Lundi 30 novembre 2015, la ministre de l'Éducation nationale, de l’Enseignement supérieur et de la recherche, Najat Vallaud-Belkacem, a annoncé la signature d'un partenariat entre Microsoft et son ministère, ainsi qu'un accord cadre avec la société Cisco . Les organisations signatrices de ce communiqué dénoncent une collusion d'intérêts : ce partenariat prévoit de présenter une fois de plus aux élèves un logiciel privateur et des formats fermés comme seuls outils incontournables et par voie de conséquence la dépendance comme modèle à adopter. Tout cela tend à renforcer la position dominante de l'entreprise étasunienne, au détriment des logiciels libres et des formats ouverts, qui pourtant respectent les principes élémentaires de neutralité et d'interopérabilité.
Le texte intégral de l'accord, disponible sur le site de l'Éducation Nationale, présente plusieurs axes, dont la formation des enseignants à la maîtrise des environnements Microsoft en classe, la mise à disposition d'un écosystème Cloud, d'une plateforme de formation à distance. L'apprentissage du code à l'école se fera aussi sous l'égide de l'entreprise étasunienne. C'est donc une véritable mise sous tutelle de l'informatique à l'école, réalisée de plus sans consultation des acteurs de l'éducation, y compris en interne.
Au sein de cet accord, aucune prise en considération du travail des
personnels de terrain, des enseignants, des chercheurs, des étudiants n'a été
prévue par les parties. Ceux-ci, pourtant les plus au fait des besoins des
élèves, de leur administration et des contraintes liées au partage des données
dans leurs établissements, ont accumulé un savoir-faire considérable que
l'accord prévoit purement et simplement d'ignorer pour former
les cadres
et les enseignants aux technologies qu'ils voudraient imposer.

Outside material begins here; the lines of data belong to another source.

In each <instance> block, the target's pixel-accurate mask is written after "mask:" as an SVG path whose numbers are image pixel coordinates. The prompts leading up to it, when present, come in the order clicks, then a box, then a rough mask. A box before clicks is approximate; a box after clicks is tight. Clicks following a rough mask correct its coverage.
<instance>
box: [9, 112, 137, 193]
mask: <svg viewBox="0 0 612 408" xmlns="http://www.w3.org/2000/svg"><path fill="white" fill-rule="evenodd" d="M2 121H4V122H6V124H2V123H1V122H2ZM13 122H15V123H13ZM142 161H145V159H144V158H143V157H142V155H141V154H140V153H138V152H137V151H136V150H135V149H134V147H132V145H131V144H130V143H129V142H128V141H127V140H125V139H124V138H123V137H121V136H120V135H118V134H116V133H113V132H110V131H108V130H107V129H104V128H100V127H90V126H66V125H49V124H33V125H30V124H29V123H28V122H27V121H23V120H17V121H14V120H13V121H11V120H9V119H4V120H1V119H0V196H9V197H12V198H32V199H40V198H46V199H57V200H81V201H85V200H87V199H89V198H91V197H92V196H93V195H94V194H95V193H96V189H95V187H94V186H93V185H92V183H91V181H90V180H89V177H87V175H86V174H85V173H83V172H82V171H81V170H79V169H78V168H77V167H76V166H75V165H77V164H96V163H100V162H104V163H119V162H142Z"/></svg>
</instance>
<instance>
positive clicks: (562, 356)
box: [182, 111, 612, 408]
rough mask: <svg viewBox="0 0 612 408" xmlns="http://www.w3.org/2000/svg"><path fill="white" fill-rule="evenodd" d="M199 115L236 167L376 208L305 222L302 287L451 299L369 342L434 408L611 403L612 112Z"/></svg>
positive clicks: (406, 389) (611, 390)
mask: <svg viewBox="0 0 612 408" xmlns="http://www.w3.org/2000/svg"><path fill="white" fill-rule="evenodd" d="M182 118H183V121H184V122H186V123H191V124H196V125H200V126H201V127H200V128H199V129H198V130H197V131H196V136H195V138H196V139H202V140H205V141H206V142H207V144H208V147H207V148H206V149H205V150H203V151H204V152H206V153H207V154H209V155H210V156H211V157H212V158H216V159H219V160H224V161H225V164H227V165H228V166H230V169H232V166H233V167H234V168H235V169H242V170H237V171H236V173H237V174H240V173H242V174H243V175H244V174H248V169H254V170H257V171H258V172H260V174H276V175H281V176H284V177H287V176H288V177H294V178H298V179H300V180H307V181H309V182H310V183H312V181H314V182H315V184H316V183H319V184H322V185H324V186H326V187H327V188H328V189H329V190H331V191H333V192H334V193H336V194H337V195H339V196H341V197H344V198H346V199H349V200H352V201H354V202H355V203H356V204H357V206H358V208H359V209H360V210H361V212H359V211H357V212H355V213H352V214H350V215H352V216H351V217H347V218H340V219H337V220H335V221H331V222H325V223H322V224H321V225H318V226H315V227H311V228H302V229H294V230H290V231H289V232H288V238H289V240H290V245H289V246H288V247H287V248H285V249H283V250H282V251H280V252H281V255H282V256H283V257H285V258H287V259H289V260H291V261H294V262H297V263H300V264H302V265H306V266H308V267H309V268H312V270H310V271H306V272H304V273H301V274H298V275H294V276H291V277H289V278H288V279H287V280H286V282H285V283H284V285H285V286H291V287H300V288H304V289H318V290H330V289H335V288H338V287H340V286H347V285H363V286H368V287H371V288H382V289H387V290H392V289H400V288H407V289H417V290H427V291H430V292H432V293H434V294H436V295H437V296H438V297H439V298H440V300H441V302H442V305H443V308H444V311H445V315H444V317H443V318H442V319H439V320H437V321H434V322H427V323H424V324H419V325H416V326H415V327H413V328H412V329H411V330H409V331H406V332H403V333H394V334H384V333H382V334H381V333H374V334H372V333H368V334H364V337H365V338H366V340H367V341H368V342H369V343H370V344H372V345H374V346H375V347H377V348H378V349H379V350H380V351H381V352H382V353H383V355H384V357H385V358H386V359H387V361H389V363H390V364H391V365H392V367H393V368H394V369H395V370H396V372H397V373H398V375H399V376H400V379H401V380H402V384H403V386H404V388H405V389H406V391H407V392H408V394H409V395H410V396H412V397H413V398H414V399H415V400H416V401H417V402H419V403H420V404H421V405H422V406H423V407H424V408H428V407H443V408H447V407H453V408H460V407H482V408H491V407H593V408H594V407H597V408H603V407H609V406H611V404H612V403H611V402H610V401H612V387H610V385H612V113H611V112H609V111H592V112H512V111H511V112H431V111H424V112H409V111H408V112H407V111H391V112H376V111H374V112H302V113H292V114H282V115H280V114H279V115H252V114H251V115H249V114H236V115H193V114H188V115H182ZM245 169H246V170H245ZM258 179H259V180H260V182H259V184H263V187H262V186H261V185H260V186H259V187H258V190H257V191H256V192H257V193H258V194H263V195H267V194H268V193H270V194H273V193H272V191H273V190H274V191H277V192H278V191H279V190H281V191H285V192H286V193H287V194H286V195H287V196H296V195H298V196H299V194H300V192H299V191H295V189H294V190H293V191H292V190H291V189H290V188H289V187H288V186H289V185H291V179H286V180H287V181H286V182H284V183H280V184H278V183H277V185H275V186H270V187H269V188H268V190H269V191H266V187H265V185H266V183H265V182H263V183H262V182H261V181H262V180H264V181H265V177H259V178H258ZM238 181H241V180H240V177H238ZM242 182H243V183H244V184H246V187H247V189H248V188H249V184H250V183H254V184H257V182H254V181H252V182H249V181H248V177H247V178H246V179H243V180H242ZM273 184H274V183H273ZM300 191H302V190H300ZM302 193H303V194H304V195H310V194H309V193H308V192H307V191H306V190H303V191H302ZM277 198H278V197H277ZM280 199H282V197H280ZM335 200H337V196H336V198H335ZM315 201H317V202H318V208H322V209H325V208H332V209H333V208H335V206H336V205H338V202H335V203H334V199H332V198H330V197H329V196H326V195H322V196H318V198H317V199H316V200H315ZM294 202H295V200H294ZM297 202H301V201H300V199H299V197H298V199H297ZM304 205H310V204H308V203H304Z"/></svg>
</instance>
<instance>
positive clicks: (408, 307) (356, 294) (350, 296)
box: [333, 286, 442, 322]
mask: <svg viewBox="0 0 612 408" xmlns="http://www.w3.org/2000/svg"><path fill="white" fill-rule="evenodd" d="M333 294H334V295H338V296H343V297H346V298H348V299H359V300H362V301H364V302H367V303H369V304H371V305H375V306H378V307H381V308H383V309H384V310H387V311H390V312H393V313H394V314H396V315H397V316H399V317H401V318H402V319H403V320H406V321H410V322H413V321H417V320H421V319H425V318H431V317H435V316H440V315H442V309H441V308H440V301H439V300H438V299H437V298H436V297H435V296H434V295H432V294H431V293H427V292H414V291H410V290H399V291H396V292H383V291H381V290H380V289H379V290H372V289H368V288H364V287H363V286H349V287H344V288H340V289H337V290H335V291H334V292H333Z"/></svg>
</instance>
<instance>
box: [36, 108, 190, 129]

De même, l'appel
en faveur des formats ouverts dans l'éducation a été soutenu par des
associations professionnelles d'enseignants, des syndicats, des entreprises,
des individus, mais a été ici mis de côté.
Ce n'est pas la première fois qu'un tel partenariat est signé : déjà en 2005 un accord avait été signé. Mais ce partenariat apparaît d'autant plus navrant qu'il fait suite aux récentes révélations sur l'espionnage facilité par Microsoft et sa politique de collecte d'informations personnelles de l'utilisateur.
Ce partenariat est d'autant plus regrettable qu'il va à l'encontre des
objectifs de l'école, et témoigne d'une absence de volonté politique de
promouvoir la diffusion et l'appropriation par tous de la connaissance et des
savoirs malgré la Circulaire du
Premier ministre concernant l’Usage du logiciel libre dans
l’administration
; la
LOI n° 2013-595 du 8 juillet 2013 d’orientation et de programmation pour la
refondation de l’école de la République qui stipule notamment :
L’incitation au développement de ressources numériques se fera notamment en
faveur de logiciels libres et de contenus aux formats ouverts.
; la
LOI n°2013-660 du 22 juillet 2013 -Article 9 qui stipule : Le service
public de l’enseignement supérieur met à disposition de ses usagers des
services et des ressources pédagogiques numériques. Les logiciels libres sont
utilisés en priorité
.
Une volonté politique affirmée aurait pourtant pu mettre en avant des solutions en logiciel libre, respectueuses des libertés de chacun, des standards ouverts et de l'interopérabilité qui permettent aux élèves de progresser en informatique sans enfermement technologique. Cette proposition fait d'ailleurs partie des plus soutenues de la consultation sur l'avant projet de loi République Numérique d'Axelle Lemaire. L'école va devenir une fabrique d'inégalité, l'argent servant par la suite de discriminant dans le choix des logiciels et des services.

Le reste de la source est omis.